Thankfully, as anyone who has toiled among Stable Flies will know, these insidious insects fly low, focusing their bloody attacks on the legs and feet, generally sparing the rest of one's body (so dressing appropriately can be a simple and effective defense). But they also, from time to time, fly really high, they've been collected 1 km up and probably go much higher when swept away in weather systems. It's during these high-flying forays that Stable Flies disperse from their breeding sites, the rotting vegetation and manure of active feedlots and barnyards. Rotting vegetation elsewhere, like that which washes up on Great Lakes beaches or in wetlands can also be a source of Stable Flies, but it appears that livestock operations are by far the most important breeding grounds. During these dispersal events, they can form untold concentrations along the shores of the Great Lakes, including literally right in my own backyard. The reason they accumulate specifically along the Great Lakes may have to do with localized weather patterns, lake breezes.

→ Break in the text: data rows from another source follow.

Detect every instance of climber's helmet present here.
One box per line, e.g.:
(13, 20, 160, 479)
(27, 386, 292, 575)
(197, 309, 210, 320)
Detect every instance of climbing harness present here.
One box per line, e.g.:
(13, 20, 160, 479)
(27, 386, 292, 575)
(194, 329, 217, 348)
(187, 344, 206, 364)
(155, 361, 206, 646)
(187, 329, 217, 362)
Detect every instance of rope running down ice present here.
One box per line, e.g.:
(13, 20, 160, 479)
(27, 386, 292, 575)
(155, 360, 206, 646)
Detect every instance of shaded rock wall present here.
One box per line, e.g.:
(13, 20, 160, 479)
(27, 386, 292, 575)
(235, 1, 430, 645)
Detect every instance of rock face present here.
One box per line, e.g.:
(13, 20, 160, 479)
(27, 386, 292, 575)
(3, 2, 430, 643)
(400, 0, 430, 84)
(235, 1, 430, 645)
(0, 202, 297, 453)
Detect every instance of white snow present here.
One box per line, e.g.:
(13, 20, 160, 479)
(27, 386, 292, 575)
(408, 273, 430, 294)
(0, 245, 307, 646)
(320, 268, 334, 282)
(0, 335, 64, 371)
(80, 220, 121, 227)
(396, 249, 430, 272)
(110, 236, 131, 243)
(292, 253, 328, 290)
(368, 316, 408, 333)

Lake breezes are familiar to all who live on the Great Lakes.
It's the lovely wind that blows onshore throughout the day, moderating summer temperatures, and making the intense humidity of July and August bearable. It's a localized phenomenon that can be thought of as a conveyor belt of air swirling above the lake and shoreline. The lake breeze begins as the morning sun heats the land adjacent to the lake. As it warms, air over land rises, often carrying with it a morning flight of Turkey Vultures (Cathartes aura), hawks, and an assortment of insects, including Stable Flies. The warmed, rising air, once it reaches a certain altitude, flows out over the lake. Vultures and hawks can exit the rising air masses at any time, but Stable Flies often remain trapped, so are pulled out over the lake with the flowing air. Now over the lake, the air begins to cool, descending and carrying with it those same flies. The rising air over land causes an area of low pressure to form, so that higher pressure lake air flows towards the shore, filling the low pressure void. This completes the cycle, the air that was once heated over land and that subsequently cooled and descended over the lake, finally flows back toward to shore. Those same Stable Flies, now well-travelled, ride back to the beach on the lake breeze, and there they accumulate.

Stable Flies aren't the only insects that get caught up in lake breeze cycles. Perhaps even more noticeable are lady beetles. I've been inundated at my Lake Erie home with countless thousands of Multicoloured Asian Lady Beetles (Harmonia axyridis). I've seen their colourful little carcasses wash ashore in unbelievable profusion, the ones that didn't make it; and I've seen every piece of driftwood and debris for kilometres of beach covered in the ones that did. Diabrotica sp. beetles also seem to have a propensity for riding the wind. Seldom is it that I can sit on the beach after a swim and don't find at least one Diabrotica sp. nearby. Other species may congregate on beaches too, not brought there by the lake breeze, but instead to feast on the concentrations of Stable Flies. In late summer and autumn, for example, migratory dragonflies, like Common Green Darner (Anax junius), take advantage of the abundance at Long Point. Let them eat their fill I say. By that I mean the dragonflies, not the stable flies!